Le 03/04/2016 20:01, Igor Stasenko a écrit :


On 3 April 2016 at 20:51, Thierry Goubier <[email protected]
<mailto:[email protected]>> wrote:

    Le 03/04/2016 19:12, Igor Stasenko a écrit :



        On 3 April 2016 at 19:48, Thierry Goubier
        <[email protected] <mailto:[email protected]>
        <mailto:[email protected]
        <mailto:[email protected]>>> wrote:

             Le 03/04/2016 17:33, stepharo a écrit :

                 If you want to change clicking behaviour you need to
        override
                 one single
                 method.


                              Everything you wrote with unreadable amount of
                     characters is
                              for nothing.

                          I see clearly point of Igor. And for me it
        feels very
                     logical.
                          With such design you can lively change
        clipping area and
                          interaction area for any morph (element) on
        screen.


                     In short, i see only two cases where indeed, morph
        requires
                     a nothing
                     of shapes to define:
                       - clipping region(s)
                       - ui interaction region(s)

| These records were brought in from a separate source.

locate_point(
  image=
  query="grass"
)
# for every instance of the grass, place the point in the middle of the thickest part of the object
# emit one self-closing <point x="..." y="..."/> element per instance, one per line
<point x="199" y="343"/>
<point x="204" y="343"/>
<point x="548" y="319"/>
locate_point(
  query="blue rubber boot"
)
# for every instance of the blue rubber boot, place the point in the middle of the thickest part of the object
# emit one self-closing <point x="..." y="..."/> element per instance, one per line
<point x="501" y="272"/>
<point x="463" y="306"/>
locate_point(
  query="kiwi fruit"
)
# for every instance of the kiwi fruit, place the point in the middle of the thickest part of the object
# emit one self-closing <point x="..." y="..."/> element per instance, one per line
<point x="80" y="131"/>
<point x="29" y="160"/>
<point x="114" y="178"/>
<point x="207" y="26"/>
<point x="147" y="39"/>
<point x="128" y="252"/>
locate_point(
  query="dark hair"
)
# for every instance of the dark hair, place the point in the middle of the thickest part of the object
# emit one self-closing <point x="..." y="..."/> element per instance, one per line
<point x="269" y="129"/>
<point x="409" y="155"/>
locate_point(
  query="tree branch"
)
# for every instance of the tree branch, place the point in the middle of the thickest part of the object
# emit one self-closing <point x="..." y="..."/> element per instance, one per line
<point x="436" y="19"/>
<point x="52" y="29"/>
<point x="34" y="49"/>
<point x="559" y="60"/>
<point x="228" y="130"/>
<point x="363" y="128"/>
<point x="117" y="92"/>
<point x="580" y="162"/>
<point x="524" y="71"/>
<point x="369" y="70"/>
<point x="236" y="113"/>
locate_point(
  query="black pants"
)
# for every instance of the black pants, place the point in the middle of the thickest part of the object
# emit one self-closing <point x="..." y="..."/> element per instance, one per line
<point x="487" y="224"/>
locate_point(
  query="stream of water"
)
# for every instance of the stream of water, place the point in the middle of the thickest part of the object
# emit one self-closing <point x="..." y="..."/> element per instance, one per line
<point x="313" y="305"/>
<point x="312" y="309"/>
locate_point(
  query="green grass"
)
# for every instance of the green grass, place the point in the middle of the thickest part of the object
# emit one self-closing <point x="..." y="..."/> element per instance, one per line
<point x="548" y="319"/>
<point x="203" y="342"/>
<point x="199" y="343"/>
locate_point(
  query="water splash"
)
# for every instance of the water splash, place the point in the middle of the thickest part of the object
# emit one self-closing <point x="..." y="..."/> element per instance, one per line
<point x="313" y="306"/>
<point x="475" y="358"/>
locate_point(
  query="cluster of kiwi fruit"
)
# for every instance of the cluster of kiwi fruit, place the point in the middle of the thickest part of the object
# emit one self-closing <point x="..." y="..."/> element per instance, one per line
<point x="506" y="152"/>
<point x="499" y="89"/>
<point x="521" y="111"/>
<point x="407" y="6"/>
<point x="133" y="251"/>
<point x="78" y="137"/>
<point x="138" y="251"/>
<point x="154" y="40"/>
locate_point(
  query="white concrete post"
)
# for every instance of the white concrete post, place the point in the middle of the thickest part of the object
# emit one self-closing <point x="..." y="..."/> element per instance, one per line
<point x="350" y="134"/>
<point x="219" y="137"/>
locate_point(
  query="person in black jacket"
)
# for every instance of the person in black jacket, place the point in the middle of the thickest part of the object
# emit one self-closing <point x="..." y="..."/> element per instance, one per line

                     but for drawing? nooooo... really? who cares what
        you draw
                     there?
                     draw anything, in any possible way you see fit..
        compose,
                     decompose,
                     recombine, blend and mix.. that's the whole purpose of
                     drawing and be
                     artistic and be able to express yourself in any
        possible way
                     you want :)
                     Why nailing and formalizing things that are tend to
        be hardly
                     formalizable and more than that, unnecessary.
                     That's my main concern about current design.


                 I agree.
                 I do not see why people are forced to create a submorph
        just to
                 change
                 the rendering.
                 If you want to change it dynamically you can for
        example pass a
                 different shape.


             I don't see the problem with subclassing a morph.

        Me neither. But do you confusing subclassing and submorph
        compositing?


    Let me return you the question then: do you do a composition of
    submorphs if you're trying to get a different drawOn:?

Who, me? No. Maybe i was just misunderstood your reply.
Because what i was tried to demonstrate in previous post(s) that there's
simply no easy way to expose all possible drawing operations via
composition of morphs (or composition of any other kind of elements),
unless, of course you will lift full feature set of Athens to the level
of composition..
As result you will get a full feature set that Athens provides, plus
extra complexity.
Sounds like thing to do, no? :)

Agreed :)

    Oh, ok, that's true FastTable does it for the selection... changing
    background color by encapsulating a row in another Morph with the
    right background color.

Well, i don't know what is FastTable beast are.. so i cannot comment on
this one.

I think FastTable is something you should have a look at. Esteban did something really interesting there.

In FT, Submorphs are only created when they are about to be displayed: Pharo can easily create hundreds of morphs on every redraw cycle. So FT performance is O(k) where k is the number of rows to display on screen (typical k is ~25), and is O(1) regarding the length of the list (almost: there is a point, for very large tree-like structures, where just iterating over the structure becomes the main performance limitation: see FTTree).

A FTTableContainerMorph recreates all its submorphs on every drawOn:. I've played with different variants (do not recreate all submorphs, for example) but you don't see any performance difference (on the time needed for a drawOn:).